Steht Europas Bankenbranche vor einer neuen Fusionswelle? Über diese Frage sind sich führende Banker uneins. Wenn es so kommt, dürften auch die großen deutschen Banken eine wichtige Rolle spielen.
Die US-Investmentbank Goldman Sachs erwartet, dass es in den kommenden Jahren zu grenzüberschreitenden Zusammenschlüssen von Kreditinstituten kommt. "Mit der Schaffung eines europäischen Bankenmarktes steigen die Chancen für Zusammenschlüsse", sagte der Co-Chef der Bank in Deutschland, Wolfgang Fink, am Donnerstag bei einer Konferenz in Frankfurt.
Skeptisch ist dagegen die französische Großbank Societe Generale. Zumindest in den nächsten fünf Jahren werde es keine Übernahmewelle unter europäischen Kreditinstituten geben, sagte Vorstandschef Frédéric Oudéa. "Konsolidierung steht derzeit nicht auf der Agenda von Bankchefs." Er verwies darauf, dass die neuen Regeln große und komplexe Banken besonders belasteten. Es gebe eher einen Trend, sich auf einzelne Bereiche zu konzentrieren und die Geschäfte zu vereinfachen. Hauptaufgabe sei es derzeit, die Kosten zu senken.
Langfristig sieht Oudéa aber die Digitalisierung als möglichen Treiber für Zusammenschlüsse. Wenn sich zeige, das einige Institute nicht mehr mithalten könnten, dürfte es zu Bewegung kommen. "Das wird aber viel Zeit dauern."
Goldman Sachs glaubt dagegen nicht, dass die Banken so viel Zeit von ihren Investoren bekommen. Internationale Aktionäre dürften künftig den Druck auf die Institute erhöhen, ihre Profitabilität auch mit Übernahmen zu stärken, sagte Deutschland-Chef Fink. "Wo soll sonst Wachstum herkommen?" Er verwies auf die gerade in Deutschland niedrigen Renditen der Banken und den hohen Wettbewerb.
Auch um international mithalten zu können, brauche Europa schlagkräftige Banken, wie sie auch in den USA und Asien geformt würden. Dabei dürfe aber keine Bank mehr so groß werden, dass sie eine Gefahr für ihr Land werden könne. "Ich denke, dass wir eine andere Art von Konsolidierung erleben werden als vor der Krise", sagte Fink. Die Banken würden künftig nicht mehr einfach ein Institut in einem anderen Land kaufen, sondern viel genauer schauen, wie es zur eigenen Strategie passt.

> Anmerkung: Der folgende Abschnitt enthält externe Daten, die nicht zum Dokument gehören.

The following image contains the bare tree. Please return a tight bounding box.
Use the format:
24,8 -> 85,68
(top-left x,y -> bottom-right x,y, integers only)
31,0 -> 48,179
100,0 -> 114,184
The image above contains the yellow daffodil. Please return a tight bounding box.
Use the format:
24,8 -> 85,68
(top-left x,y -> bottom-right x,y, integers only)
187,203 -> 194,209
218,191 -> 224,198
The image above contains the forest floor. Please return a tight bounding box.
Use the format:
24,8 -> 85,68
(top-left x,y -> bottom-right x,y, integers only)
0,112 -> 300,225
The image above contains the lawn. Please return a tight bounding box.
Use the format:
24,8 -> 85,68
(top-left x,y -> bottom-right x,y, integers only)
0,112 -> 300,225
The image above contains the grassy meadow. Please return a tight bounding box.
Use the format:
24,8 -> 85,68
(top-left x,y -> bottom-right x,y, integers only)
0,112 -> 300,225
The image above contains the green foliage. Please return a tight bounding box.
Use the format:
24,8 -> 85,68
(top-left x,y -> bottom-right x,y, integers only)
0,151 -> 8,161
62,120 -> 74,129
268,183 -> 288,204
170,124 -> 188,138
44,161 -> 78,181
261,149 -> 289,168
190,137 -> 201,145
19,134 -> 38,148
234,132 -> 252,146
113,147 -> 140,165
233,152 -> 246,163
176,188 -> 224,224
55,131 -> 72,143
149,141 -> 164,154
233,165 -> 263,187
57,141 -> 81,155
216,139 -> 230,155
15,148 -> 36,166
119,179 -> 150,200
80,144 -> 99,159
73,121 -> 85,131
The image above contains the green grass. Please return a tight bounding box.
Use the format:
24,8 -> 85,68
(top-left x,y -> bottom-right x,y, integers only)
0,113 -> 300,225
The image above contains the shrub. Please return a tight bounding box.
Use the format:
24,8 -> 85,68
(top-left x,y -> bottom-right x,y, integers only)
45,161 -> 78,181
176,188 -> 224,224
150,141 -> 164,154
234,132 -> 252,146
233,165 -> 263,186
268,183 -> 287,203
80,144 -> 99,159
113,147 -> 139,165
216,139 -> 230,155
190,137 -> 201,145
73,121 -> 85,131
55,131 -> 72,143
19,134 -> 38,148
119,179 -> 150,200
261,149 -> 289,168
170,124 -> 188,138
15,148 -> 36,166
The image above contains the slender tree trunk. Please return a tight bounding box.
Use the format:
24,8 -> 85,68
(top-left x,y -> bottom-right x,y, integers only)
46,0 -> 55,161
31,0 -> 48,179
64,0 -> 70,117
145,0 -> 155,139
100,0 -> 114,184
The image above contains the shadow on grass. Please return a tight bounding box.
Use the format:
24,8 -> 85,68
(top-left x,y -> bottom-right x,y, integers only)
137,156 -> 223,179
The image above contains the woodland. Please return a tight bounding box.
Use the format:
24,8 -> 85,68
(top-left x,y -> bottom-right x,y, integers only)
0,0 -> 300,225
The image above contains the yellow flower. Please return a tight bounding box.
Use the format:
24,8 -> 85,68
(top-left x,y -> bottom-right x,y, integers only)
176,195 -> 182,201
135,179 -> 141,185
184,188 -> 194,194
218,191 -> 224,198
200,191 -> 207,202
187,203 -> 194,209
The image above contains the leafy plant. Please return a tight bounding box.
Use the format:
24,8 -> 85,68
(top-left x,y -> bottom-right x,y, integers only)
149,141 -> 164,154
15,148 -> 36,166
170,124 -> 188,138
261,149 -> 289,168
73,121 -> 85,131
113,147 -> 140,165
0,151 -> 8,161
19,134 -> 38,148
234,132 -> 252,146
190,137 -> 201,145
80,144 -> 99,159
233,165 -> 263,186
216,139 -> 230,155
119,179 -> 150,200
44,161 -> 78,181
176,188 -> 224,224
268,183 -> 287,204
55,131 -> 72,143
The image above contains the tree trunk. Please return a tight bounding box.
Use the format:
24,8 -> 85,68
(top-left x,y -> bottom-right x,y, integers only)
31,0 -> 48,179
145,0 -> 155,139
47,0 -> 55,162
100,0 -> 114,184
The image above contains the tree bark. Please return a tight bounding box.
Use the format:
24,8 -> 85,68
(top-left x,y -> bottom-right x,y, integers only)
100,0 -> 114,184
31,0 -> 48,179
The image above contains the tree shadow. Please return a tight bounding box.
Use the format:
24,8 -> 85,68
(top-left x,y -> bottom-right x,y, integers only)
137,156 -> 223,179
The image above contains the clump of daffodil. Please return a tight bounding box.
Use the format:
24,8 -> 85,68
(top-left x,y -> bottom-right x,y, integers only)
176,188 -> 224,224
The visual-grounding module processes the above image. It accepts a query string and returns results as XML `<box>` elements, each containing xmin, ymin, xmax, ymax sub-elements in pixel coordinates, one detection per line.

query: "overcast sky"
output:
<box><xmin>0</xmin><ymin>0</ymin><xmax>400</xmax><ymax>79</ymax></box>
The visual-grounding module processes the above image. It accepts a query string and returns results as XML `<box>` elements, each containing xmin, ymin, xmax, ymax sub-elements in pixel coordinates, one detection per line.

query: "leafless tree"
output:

In Deutschland wird immer wieder spekuliert, dass die Commerzbank nach einer erfolgreichen Umstrukturierung Ziel einer Übernahme sein könnte. Goldman-Sachs-Manager Fink wollte aber nicht ausschließen, dass die Commerzbank selbst stärker spezielle Zukäufe tätigen könnte. Bester Schutz gegen unerwünschte Übernahmen sei jedenfalls ein hoher Aktienkurs. Das gelte auch für die Postbank, die die Deutsche Bank als bisherige Muttergesellschaft im nächsten Jahr an die Börse bringen will.
Noch nicht einsteigen
Sowohl Deutsche Bank und Commerzbank fielen vor Kurzem unter den Stopp des AKTIONÄR. Verstärkte M&A-Aktivitäten sollten den Aktienkursen der beiden großen deutschen Player Auftrieb geben. Allerdings sollten die Anleger mit einem Einstieg noch warten, bis sich die immer noch große Nervosität am Markt gelegt hat. Das dürfte sehr wahrscheinlich dann der Fall sein, wenn die Fed klar macht, wohin die Reise bei den Leitzinsen gehen wird.